By Anne Nesse, Education Portfolio
This week, the League testified on SB 1552, titled by some the “Educational Omnibus Bill”, which included 48 Sections. This Bill was sponsored by Senator Dembrow, the Senate Interim Committee on Education, and a collection of individuals from the HECC, as well as others. Some Sections of the Bill were necessary technical fixes to language, thus requiring an emergency clause for the entire Bill. We could only support 3 Sections of this long Bill, introduced on 2/8, due to the lack of relevant position statements for much of the bill:
• We supported that this Bill creates an Oregon Department of Education Youth Advisory Council, giving youth from around our State just representation for generations to come.
• We supported updating the outdated Quality Education Model, to increase the understanding of the funding calculations that have to be made equitably for school districts throughout our State, through the State School Fund.
• We supported modifying calculations to provide a more stable funding for youth in State Corrections and Juvenile Detention, and putting this into law.
All the Sections of HB 1552 were presented in the Senate Education Public Hearing on Thursday, 2/8. Senator Dembrow announced that often an Omnibus Bill is presented in the short session to fix older legislation, and make additions to be ready for the long session. Expect 2 Amendments he stated, that did not make it into this original Bill. Virtually all the testimony was in support of the Bill.
We also wrote testimony on HB 4079, for 2/5. This Bill would remove the outdated 11% cap for school districts on funding for those eligible for special education,thus making it easier to equitably fund school districts who have higher percentages of these students. This Bill would also allow school districts with high percentages of homeless students to receive a higher weight of funding. Arguments against this bill were hypothetical. What if all school districts identified higher special education needs? Chair Neron and lobbying groups pushed for identifying students’ special needs as a public education goal, defining excellent teaching.

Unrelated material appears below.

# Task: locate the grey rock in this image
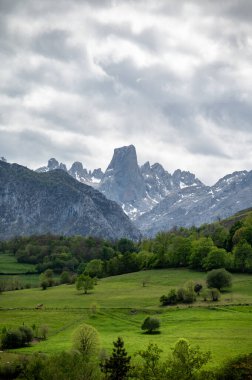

We also wrote testimony on HB 4078, for 2/7, now with a -1 Amendment, that replaces the measure. The original Bill directed the Department of Education to develop and implement a standardized method to be used by school districts to electronically create, collect, use, maintain, disclose, transfer and access student data. The -1 Amendment, changed this to a nationwide study of educational data collection systems. Rep. Neron, testified that this change would help initiate the best data collection system choices in the 2025 session. The LWVOR testimony was still relevant, since it described advantages of electronic and standardized methods of data collection, needed to make the best educational decisions.